И бесконечные слова о кризисе, и теории, теории, теории. Крайние точки этой театральной словесности: отрицание театра Айхенвальда10 и «театр для себя» Евреинова11. Дальше идти некуда.

Достаточно вспомнить одни имена всех этих бесцветных, пустых и ничтожных пьес, которыми мы жили накануне: «Вера Мирцева»12, «Враги»13, «Ложь»14, «Хищница»15, «Благодать»16. И многие, и многие... Серое, серое.

2

Но революция, вызвавшая такие глубокие изменения во всем строе жизни, — что дала она театру?

Пока ничего. Или почти ничего.

Прежде всего, принесла она ему раскрепощение и свободу от цензурных запретов. И первая, кто воспользовалась этой свободой, была обнаженная Леда Каменского17. Потом репертуар серьезного театра постепенно «обогащался» ранее запрещенными пьесами. «К представлению не дозволено» — это теперь была хорошая марка для пьесы. Были поставлены «Павел I» Мережковского18, «Царь Иудейский» К.Р.19, шедший ранее только в придворном эрмитажном театре, запрещенный по религиозным мотивам; провинция увидела «Анатему»20 Л. Андреева. И еще кое-что. Существенно нового для искусства театра во всех этих пьесах ничего не оказалось, и первый дар свободы был не то чтобы уж очень значителен.

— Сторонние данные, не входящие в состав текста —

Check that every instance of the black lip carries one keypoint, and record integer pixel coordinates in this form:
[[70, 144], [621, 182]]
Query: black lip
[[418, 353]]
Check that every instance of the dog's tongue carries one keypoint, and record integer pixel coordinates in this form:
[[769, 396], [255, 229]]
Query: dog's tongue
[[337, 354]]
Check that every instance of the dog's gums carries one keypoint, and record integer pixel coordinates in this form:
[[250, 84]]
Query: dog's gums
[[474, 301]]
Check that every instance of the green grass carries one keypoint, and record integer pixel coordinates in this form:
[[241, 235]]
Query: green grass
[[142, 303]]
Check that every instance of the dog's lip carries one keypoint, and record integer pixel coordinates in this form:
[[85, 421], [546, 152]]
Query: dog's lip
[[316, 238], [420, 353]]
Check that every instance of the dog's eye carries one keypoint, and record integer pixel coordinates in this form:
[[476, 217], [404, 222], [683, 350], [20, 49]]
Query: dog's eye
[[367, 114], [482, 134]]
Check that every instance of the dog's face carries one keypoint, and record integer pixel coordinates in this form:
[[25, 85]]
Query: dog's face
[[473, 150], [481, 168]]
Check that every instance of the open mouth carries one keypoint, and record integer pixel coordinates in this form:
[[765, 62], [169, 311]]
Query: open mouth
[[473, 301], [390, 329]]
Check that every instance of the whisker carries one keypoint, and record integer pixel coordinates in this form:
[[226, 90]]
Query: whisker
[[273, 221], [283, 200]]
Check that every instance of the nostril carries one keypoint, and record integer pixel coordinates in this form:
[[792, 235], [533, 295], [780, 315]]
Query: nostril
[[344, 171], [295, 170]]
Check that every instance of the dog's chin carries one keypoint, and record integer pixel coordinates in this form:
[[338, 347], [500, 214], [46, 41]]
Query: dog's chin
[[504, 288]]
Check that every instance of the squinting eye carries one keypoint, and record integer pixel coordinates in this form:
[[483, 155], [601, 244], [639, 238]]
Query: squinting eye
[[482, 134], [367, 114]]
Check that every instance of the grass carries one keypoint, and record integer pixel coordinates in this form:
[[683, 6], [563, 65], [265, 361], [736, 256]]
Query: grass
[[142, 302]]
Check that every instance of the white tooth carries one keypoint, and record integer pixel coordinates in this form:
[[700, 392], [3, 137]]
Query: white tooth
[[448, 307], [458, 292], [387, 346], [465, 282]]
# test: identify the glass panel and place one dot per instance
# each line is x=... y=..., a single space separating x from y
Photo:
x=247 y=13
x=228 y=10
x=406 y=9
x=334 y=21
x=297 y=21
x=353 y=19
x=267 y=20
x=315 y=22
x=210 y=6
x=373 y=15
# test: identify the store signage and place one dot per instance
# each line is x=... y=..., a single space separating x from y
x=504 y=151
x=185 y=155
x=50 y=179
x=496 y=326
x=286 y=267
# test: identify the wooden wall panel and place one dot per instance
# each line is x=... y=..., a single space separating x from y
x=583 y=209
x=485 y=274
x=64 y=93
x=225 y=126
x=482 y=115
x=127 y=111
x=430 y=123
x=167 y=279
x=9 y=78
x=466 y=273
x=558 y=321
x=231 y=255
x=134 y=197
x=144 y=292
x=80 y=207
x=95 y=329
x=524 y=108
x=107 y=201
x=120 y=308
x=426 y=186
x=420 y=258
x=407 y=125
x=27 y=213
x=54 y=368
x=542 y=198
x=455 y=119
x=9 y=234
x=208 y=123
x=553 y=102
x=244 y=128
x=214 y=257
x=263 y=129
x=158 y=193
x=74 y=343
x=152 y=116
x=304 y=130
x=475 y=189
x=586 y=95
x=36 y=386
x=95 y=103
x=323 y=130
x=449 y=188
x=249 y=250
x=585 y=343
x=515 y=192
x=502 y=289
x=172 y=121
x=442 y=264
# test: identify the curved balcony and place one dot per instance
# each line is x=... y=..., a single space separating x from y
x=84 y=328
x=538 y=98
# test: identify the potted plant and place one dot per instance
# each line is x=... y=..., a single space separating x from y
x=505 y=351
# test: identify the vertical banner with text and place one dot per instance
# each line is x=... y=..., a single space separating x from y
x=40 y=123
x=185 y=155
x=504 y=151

Здесь, кстати, уместно упомянуть, что за время революции театр опять узнал, что такое «к представлению не дозволено». После октябрьского переворота были неоднократные случаи запрещения пьес, как «явно направленных против существующего строя» или «несоответствующих политическому моменту». (Напр., запрещение Литейному театру в Петербурге ставить комедию Сарду «Коммивояжер свободы»).

Пожалуй, более крупным событием, потому что более действенным, оказалось развитие национального театра меньшинств21, напр., украинского. Этот, бывший до революции в загоне, влачивший жалкое существование театр широко использовал открывшиеся возможности строительства. Открылся ряд украинских театров (Киев, Москва), в том числе одно время и государственный. Наряду с национально­бытовым возник и новаторский «Молодой Театр»22, в репертуар которого вошли пьесы Софокла, Гриль- парцера, Шиллера, Шекспира, Ибсена, Мольера и Винниченко, Олеся, Леси Украинки. Украинское национальное искусство соединилось с новыми театральными приемами на почве форм и идей, выработанных украинским историческим прошлым.

Третьим и наиболее значительным изменением, вызванным революцией в театре, несомненно, надо признать то обстоятельство, что в театр пришел новый зритель. Спору нет, искусство внеклассово. Но настоящее, подлинное искусство. Мы же знаем и другое «искусство» с явно классовым отпечатком. И в театре больше, чем в какой-либо другой области, оно было накануне революции охвачено знаком вызвавшего его к жизни класса, оно было в известной своей части буржуазным в худшем смысле этого слова; и театры, бывшие, прежде всего, крупными коммерческими предприятиями, отвечали вкусам заказчиков и потребителей. Теперь искусство театра, более чем всякое другое, встретилось с другим потребителем. Оно пошло вширь. Открытие целого ряда рабочих театров, изменение состава публики в уже существующих — все это факты огромной значительности, влияние которых пока еще не может быть учтено с достаточной точностью, но в которых таится зерно будущей театральной революции23.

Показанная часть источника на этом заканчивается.